I verified that Sarah completed her homework last night. This is not something I do every night. Many times, Craig has completed the homework tasks and verification before I get home. This is especially true on Monday and Wednesday nights, when we have track practice. But, last night, I checked it over for Sarah.
As I verified all was completed (I didn’t check the correctness of her work, however, I’ve got my limits!) I saw she had a stack of papers in her folder and asked if they needed to be returned to school. Sarah said “no” so I went through them. There were spelling papers…a math paper on which she received a fairly low grade (and she reminded me I already knew about that one, LOL) and then…there was this:
As I read, it was all I could do to keep the tears from spilling over (hormone-impacted as I am, these days).

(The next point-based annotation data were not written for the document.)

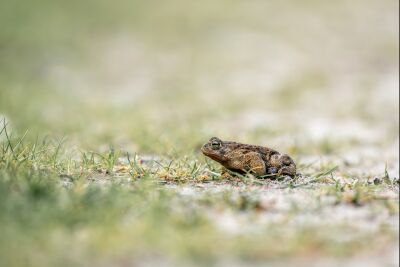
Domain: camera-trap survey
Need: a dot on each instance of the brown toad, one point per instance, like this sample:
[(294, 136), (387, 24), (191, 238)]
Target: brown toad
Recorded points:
[(242, 158)]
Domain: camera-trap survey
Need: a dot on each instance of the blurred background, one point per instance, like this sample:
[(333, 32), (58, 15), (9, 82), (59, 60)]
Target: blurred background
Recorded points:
[(309, 77), (318, 80)]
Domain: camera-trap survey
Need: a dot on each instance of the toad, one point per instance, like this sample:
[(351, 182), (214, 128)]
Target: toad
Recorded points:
[(242, 158)]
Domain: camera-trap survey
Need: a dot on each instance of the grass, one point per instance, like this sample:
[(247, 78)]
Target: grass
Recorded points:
[(104, 108), (116, 208)]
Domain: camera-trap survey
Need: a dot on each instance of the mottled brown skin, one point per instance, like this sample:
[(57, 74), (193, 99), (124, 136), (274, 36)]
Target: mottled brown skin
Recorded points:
[(242, 158)]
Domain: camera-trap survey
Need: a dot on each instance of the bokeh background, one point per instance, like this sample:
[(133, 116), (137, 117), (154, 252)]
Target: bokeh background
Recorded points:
[(316, 79), (151, 74)]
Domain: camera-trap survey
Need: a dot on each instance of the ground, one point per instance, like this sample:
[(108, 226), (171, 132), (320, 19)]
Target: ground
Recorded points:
[(102, 118)]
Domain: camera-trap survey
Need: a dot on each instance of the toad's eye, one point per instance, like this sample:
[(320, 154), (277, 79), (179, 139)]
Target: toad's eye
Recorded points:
[(215, 145)]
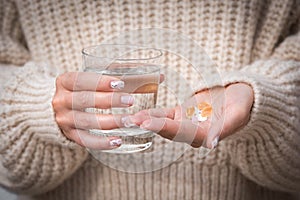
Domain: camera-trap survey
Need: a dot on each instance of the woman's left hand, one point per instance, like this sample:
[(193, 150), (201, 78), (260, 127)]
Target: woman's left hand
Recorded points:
[(230, 111)]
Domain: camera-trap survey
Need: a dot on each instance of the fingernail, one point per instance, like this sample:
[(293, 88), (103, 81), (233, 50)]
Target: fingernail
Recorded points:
[(214, 143), (117, 84), (145, 124), (115, 142), (127, 123), (127, 100)]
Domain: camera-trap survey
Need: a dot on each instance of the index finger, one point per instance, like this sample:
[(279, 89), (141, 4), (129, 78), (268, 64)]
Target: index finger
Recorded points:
[(90, 81)]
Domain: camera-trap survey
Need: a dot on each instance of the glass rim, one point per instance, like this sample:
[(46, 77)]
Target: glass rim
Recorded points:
[(85, 52)]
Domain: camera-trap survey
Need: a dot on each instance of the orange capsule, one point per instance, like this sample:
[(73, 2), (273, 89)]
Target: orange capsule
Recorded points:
[(190, 112), (206, 112), (203, 105)]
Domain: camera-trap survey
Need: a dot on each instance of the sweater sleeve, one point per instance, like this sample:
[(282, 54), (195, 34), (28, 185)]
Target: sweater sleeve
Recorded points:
[(267, 149), (34, 155)]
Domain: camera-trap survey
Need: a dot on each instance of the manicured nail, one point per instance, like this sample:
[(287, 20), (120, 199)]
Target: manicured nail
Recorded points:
[(117, 84), (127, 123), (214, 143), (127, 100), (115, 142), (145, 124)]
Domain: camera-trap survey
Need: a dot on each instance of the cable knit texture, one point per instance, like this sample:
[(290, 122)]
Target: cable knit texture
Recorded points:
[(256, 42)]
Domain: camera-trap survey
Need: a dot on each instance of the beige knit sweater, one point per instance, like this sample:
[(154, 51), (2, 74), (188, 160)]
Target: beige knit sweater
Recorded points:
[(254, 41)]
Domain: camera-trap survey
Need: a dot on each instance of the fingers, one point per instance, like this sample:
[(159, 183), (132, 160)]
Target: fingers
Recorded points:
[(180, 131), (144, 115), (85, 121), (88, 140), (89, 81), (103, 100)]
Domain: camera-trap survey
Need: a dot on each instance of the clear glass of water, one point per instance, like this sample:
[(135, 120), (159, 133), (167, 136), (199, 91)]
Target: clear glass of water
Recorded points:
[(139, 68)]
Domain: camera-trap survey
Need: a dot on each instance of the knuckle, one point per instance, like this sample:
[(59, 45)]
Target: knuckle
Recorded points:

In case you are unable to read it, it says:
“Heaven is more beautiful than the big Christmas tree at Zona Rosa.
Heaven is more awesome than going to Disney World.
Heaven sounds more fun than going on a plane by myself to New Jersey.
Heaven feels like getting another sibling and being loved forever.”
Okay, so surely it’s obvious that last line is the one that got to me most.
One of the things I’ve grappled with throughout this pregnancy has been how Sarah *really* feels about it. She’s never expressed that she feels anything but joy and happiness over the impending arrival of another sibling when we are around. It absolutely fills my heart with love for my little girl that even with an open page to write, she expresses that getting another sibling feels like Heaven.
Wow. I just can’t even put into words how I feel right now, how I felt last night.
I should never have tried.
I know I’ve written it before and I know I will have many reasons to write it again.
The Lord blesses me over and above my greatest needs and desires every day.